Yancey, Kathleen Blake and Brian Huot. "Construction, Deconstruction, and (Over) Determination: A Foucaultian Analysis of Grades." The Theory and Practice of Grading Writing: Problems and Possibilities. Ed. Frances Zak and Christopher C. Weaver. Albany: State University of New York Press, 1998. 39-52.
This co-authored article, like the article Yancey and Elbow wrote together, is written as a conversation, with different voices clearly marked (although this time not clearly identified). Huot and Yancey demonstrate grading is now often done out of context and they promote dialogue and negotiation between the grader and graded (40). They seem unconvinced grades are good, but since they seem (for now) resigned to their existence, they want to minimize the harm they can do. In discussing the problems with grades, such as their working both to motivate and evaluate, they give some recent history of grading: looking at things like a move away from norm-referenced assessment and problems with gender and determining that grades perhaps do not keep good records of student work. Finally, both authors seem convinced that like them or not, grades are here and powerful, and their concern then becomes with how grades (over) determine students, stripping them of power to make decisions, stripping them of voice, perhaps. The counter to this? Negotiating with students, giving them a voice again, letting them help to "write" themselves. Since teachers and students are ranked by grades, they wish for teachers and students to both have a role in this ranking, to help determine their own fate. They ask that we provide more context for our grades and grading and that we let students set their own criteria (at least to a point) and self-assess as part of their negotiated grades. Finally, they ask for change.

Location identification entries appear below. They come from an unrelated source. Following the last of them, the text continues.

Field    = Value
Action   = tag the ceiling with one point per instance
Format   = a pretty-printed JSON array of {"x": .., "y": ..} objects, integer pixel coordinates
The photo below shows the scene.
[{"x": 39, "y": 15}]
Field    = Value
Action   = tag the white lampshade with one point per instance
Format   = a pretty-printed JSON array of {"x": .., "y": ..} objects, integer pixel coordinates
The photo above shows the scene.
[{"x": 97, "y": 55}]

Yancey, Kathleen Blake et al. "The Conversation Continues: A Dialogue on Grade Inflation." The Theory and Practice of Grading Writing: Problems and Possibilities. Ed. Frances Zak and Christopher C. Weaver. Albany: State University of New York Press, 1998. 185-192.

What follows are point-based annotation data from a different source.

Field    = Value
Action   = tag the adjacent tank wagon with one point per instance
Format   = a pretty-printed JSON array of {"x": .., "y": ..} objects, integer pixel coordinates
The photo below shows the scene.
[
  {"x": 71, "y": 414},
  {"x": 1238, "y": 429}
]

Again, Yancey takes part in an electronic community, a dialogue about
grade inflation. Her role here is relatively small; she shares a story,
which perhaps is important mostly because of its relation to the article
she and Huot co-authored for the same anthology. She suggests grades (over)
determine us as they do our students, something Huot comments on in his
section of the article. Yancey also ends the article with a story that
reminds us "that when we start educating people (rather than delivering
a curriculum, as though there were no recipient of the delivery) we change
the grading game, too," a summary of the entire article in which most participants
seemed concerned about who owns grades, what is judged, and why--and hope
to, through their reflective dialogue, help resolve some of the problems
in the situation (or at least move towards stating the problems).